Por tanto, es importante empezar midiendo los progresos en los conocimientos de las «evidencias», conocer en qué se avanza (aquello que tenga impacto/beneficio probado sobre la salud), y poder desechar lo que no funciona, si no queremos seguir dando palos de ciego. Así, los abordajes basados en las «evidencias», además de moda, tienen calado, y pueden potenciar desarrollos prácticos como la «gobernabilidad clínica». Su formalización es la guía de buena práctica entendida como el conjunto de normas que modernizan la autorregulación profesional, extienden la formación continua, se aplican localmente, contribuyen a acercar los niveles asistenciales y mejoran la comunicación y el respeto entre gestores y clínicos.
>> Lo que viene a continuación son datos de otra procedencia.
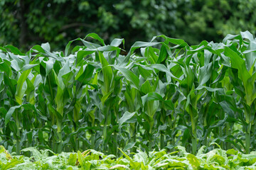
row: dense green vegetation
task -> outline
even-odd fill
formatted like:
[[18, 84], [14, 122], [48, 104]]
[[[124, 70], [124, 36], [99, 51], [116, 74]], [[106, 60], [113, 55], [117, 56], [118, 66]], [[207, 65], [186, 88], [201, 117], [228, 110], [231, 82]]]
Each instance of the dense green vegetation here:
[[[75, 42], [80, 45], [70, 48]], [[77, 157], [84, 166], [110, 168], [122, 158], [100, 159], [94, 150], [119, 157], [124, 153], [118, 148], [135, 153], [134, 159], [122, 159], [132, 169], [255, 167], [255, 152], [241, 154], [256, 145], [256, 39], [250, 32], [192, 46], [159, 35], [136, 42], [127, 55], [122, 55], [124, 44], [117, 38], [106, 45], [90, 33], [70, 41], [64, 52], [52, 52], [49, 43], [26, 53], [1, 47], [0, 145], [18, 155], [30, 149], [41, 154], [31, 147], [45, 149], [44, 157], [52, 150], [60, 154], [53, 156], [56, 162], [73, 162], [66, 168], [75, 166], [70, 159]], [[213, 142], [227, 152], [211, 151]], [[28, 157], [8, 159], [4, 147], [1, 166], [46, 163], [36, 157], [31, 158], [35, 164]], [[166, 154], [175, 154], [176, 147], [179, 155]], [[87, 149], [94, 149], [93, 158], [82, 158], [79, 152], [60, 154]]]
[[1, 0], [0, 45], [29, 49], [96, 33], [107, 43], [124, 38], [127, 49], [137, 40], [164, 34], [190, 45], [220, 42], [228, 34], [256, 33], [255, 0]]
[[[256, 153], [244, 154], [233, 149], [228, 151], [214, 149], [204, 153], [202, 147], [195, 156], [178, 147], [177, 152], [166, 153], [164, 150], [150, 152], [149, 154], [138, 151], [134, 156], [123, 152], [123, 156], [105, 155], [93, 149], [81, 153], [56, 154], [50, 150], [39, 152], [33, 147], [23, 149], [31, 152], [31, 157], [11, 156], [4, 148], [0, 149], [1, 169], [255, 169]], [[49, 153], [53, 154], [49, 156]]]

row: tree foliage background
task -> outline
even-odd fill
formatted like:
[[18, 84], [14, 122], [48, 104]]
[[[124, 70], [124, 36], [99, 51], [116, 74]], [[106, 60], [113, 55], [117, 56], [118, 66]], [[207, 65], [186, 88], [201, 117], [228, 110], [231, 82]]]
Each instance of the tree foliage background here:
[[220, 41], [228, 33], [256, 33], [255, 0], [1, 0], [0, 45], [28, 50], [50, 42], [62, 50], [89, 33], [135, 40], [164, 34], [189, 44]]

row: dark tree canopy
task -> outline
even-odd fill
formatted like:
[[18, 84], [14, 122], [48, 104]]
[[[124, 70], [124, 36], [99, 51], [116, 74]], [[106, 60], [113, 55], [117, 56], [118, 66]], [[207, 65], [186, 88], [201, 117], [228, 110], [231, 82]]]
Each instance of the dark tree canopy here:
[[255, 0], [1, 0], [0, 45], [28, 50], [50, 42], [55, 50], [89, 33], [130, 47], [164, 34], [190, 44], [220, 41], [228, 33], [256, 33]]

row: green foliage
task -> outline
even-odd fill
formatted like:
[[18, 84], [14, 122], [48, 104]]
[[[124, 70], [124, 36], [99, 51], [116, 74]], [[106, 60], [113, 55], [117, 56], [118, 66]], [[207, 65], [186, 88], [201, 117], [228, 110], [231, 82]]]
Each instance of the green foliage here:
[[[203, 147], [201, 149], [203, 149]], [[34, 147], [23, 149], [31, 152], [30, 157], [12, 156], [1, 147], [0, 150], [1, 169], [255, 169], [256, 154], [244, 154], [234, 149], [228, 151], [214, 149], [208, 153], [193, 155], [183, 152], [185, 148], [166, 153], [165, 150], [139, 151], [133, 157], [122, 150], [122, 157], [105, 155], [93, 149], [81, 153], [54, 154], [48, 150], [38, 151]], [[52, 156], [49, 155], [51, 154]]]
[[[136, 42], [127, 55], [119, 47], [123, 39], [106, 45], [95, 33], [86, 37], [70, 41], [65, 53], [49, 43], [26, 54], [0, 47], [0, 144], [10, 152], [36, 146], [118, 156], [117, 148], [149, 154], [182, 146], [184, 155], [196, 155], [203, 145], [213, 149], [212, 142], [246, 154], [255, 148], [256, 40], [250, 32], [192, 46], [159, 35]], [[198, 166], [191, 155], [188, 162]]]
[[228, 33], [255, 35], [255, 8], [254, 0], [2, 0], [0, 45], [28, 49], [48, 41], [60, 50], [67, 40], [91, 32], [107, 43], [124, 38], [128, 48], [160, 34], [190, 44], [220, 42]]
Son un marco de trabajo dirigido a obtener un nivel óptimo de calidad asistencial y los mejores estándares en la prestación de los servicios, que recuperen la confianza del público hacia los profesionales y las instituciones sanitarias. Lo que guía la «gobernabilidad clínica» puede resumirse en cinco puntos:

1. Empuja la innovación e implantar una práctica clínica basada en la evidencia.
2. Genera responsabilidad, transferencia de riesgos y rendición de cuentas a través de los “outcomes” clínicos.
3. Coordina los esfuerzos en la consecución de mejoras en la calidad de los servicios sanitarios.
4. Pretende disminuir las actuaciones médicas erróneas y de baja calidad.
5. Adquiere relevancia el trabajo en equipo y la colaboración de distintos profesiones, de distintas especialidades, disciplinas y niveles asistenciales.
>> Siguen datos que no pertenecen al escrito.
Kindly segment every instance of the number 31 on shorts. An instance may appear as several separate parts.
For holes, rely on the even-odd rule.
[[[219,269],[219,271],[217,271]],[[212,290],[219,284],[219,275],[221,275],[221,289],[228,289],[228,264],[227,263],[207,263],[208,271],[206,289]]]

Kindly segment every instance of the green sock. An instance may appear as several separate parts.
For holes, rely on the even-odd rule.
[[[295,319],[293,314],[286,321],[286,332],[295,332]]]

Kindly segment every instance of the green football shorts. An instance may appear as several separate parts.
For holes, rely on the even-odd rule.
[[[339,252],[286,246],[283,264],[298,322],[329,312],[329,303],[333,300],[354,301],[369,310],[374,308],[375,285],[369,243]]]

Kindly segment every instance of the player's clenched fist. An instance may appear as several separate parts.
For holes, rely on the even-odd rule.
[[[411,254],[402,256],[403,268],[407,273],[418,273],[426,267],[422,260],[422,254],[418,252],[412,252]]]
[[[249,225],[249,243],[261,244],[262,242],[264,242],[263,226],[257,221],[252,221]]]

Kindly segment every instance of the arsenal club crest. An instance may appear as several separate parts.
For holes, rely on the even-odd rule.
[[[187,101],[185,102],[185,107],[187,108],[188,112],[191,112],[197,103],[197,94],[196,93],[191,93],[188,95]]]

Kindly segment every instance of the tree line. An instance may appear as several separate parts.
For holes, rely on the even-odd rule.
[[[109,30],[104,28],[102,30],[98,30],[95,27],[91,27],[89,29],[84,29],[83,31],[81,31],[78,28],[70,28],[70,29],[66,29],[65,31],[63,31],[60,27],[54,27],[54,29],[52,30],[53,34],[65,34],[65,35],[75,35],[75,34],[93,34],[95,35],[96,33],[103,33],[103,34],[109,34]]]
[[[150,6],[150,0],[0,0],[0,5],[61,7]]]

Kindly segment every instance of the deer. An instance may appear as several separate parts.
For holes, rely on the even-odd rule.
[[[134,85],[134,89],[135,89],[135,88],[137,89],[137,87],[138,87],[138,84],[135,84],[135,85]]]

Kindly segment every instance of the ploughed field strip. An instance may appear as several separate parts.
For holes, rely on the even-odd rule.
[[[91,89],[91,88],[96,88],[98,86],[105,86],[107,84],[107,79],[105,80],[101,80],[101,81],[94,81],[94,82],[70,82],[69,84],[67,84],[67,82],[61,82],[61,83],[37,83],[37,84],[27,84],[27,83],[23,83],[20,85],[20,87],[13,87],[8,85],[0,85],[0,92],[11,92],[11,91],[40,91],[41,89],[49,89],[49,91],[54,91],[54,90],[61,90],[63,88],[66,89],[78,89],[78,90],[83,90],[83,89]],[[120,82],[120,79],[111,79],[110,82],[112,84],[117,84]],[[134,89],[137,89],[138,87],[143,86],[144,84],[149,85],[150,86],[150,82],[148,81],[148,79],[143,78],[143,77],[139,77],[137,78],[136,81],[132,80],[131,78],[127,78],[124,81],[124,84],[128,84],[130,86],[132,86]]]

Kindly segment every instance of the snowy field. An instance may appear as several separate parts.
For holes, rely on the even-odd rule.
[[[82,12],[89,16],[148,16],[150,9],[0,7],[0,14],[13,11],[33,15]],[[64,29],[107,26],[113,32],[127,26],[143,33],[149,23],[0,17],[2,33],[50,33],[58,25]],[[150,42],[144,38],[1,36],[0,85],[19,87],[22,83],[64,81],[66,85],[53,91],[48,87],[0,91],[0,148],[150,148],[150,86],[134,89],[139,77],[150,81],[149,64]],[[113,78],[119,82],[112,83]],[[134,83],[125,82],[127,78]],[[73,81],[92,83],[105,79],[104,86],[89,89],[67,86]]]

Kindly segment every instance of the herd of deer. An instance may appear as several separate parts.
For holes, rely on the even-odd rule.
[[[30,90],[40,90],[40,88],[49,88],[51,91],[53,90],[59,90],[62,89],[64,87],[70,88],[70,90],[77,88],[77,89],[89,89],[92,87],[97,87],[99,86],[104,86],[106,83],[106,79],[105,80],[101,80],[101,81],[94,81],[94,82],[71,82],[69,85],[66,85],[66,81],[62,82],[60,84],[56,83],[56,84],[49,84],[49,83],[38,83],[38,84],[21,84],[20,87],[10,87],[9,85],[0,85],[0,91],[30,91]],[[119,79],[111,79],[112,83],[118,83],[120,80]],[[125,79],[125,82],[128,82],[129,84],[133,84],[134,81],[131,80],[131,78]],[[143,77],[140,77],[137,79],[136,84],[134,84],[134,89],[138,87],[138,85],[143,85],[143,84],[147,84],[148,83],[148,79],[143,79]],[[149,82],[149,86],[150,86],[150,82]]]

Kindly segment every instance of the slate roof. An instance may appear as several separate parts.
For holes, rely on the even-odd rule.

Para que florezca la «gobernabilidad clínica» se requiere tiempo, pues estamos ante un cambio cultural que sólo prenderá en organizaciones abiertas y participativas, donde la formación, la investigación y el compartir ideas sean metas irrenunciables. El equilibrio entre lo deseable y lo posible en la gestión clínica y sanitaria está en gastar bien, mejorando la productividad y la eficiencia (el trabajo bien hecho y en tiempo) y, por otro lado, dar una adecuada respuesta a imperativos morales tan arraigados en la población como la universalidad de la asistencia sanitaria y la equidad en el reparto de servicios entre las diferentes clases sociales.

(1) Ubel, P.A. Pricing life: Why it´s time for health care rationing. The MIT Press, Cambridge, Massachusetts, 2000.